In the event of [various things, including a buy-out], all vested options will immediately be owned by the recipient.

you'll get more. This is an acceleration clause, and is one way that companies can either make them less of a takeover target (the preferred investors will get less money in a buy-out, so the price has to be higher for them to get the return they need), or set things up to reward their workers. If you have a clause like this in your options plan, you don't need to buy stock as a hedge, since you'll get it in a buy-out.

Whether or not tax is withheld from this pile of cash is up to the parties involved.

Should I panic-buy all of my vested options?

This has tax consequences either way due to how stock-options are taxed. If your options are $0.50/share, and the buy-out price is $15.00/share, your capital gain is $14.50/share. You'll potentially owe taxes on that difference. I say potentially because this is why you need a tax professional to figure it out. You'll still get a $30 for each dollar spent, but the IRS may clear their throats at you if you handle it wrong.

If you have an acceleration clause, definitely do not.
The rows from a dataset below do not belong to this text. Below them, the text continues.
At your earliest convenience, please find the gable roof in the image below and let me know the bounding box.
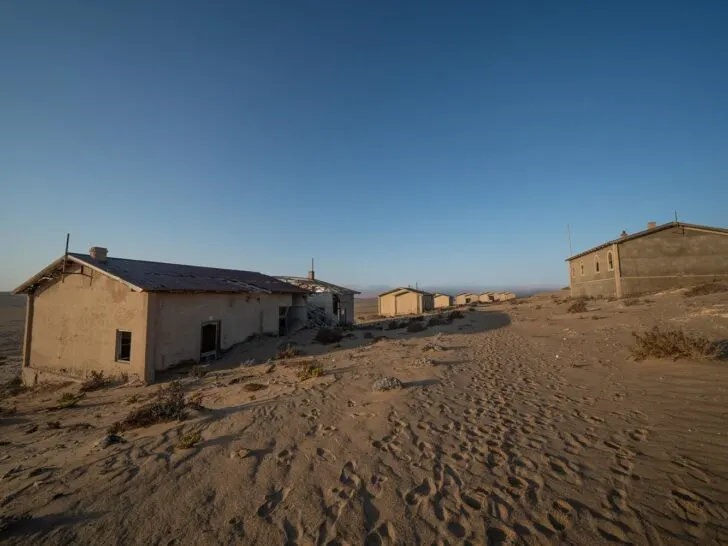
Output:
[379,287,432,298]
[565,222,728,262]
[13,252,308,294]
[276,275,361,294]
You'll get the money anyway, and it'll make your taxes easier (no capital gain to figure out) to just wait for the cash to show up. It might be withheld at your W2 rate, or it might be held at the Supplimental Withholding rate (22% for most folks).

If you do not have an acceleration clause, consider it. But also consider your tax-year and when they tell you to expect to see the money. If you panic buy the day before Christmas and they tell you that the money will show up in May you'll potentially owe cap-gain on all those shares before you have the money in hand from the buy-out. This could be a bankrupting event.

What happens to my job?

That's out of your hands. You'll get an offer for a new one, or not. Since there is usually time between announcement of the buy-out and the closing of the deal, you will have some time to get a temperature reading about whether or not your job might be on the chopping-block. You're in luck, though. Recruiters know that people flee companies getting bought out, so there will be lots of people looking for you.

A lot will depend on how your current company is doing. If this buy-out is a relief, expect some head-count reductions. If this buy-out is a surprise of synergy, you're probably safe.

What happens in a year?

This depends on how hostile the buy-out is. For the tech marketplace, a friendly buy-out will see roughly the following changes.

  • IT and HR will be among the first merged into the parent company.
  • Sales is likely next, because the smaller company is getting a much larger salesforce out of this deal, and that's how the parent company supercharges the smaller company's product offerings.
  • Design and Marketing may or may not get merged or eliminated, it depends a lot on whether or not the parent company is allowing the merged organization to keep their brand identities.
  • Engineering will be largely untouched, at least for the first year. Too many other parts of the company to make efficient.

Years two and three are where Engineering will see the biggest changes. For a tech company, Engineering is where the crown-jewels are polished and set; you don't fuck with that until you have the rest of the org settled.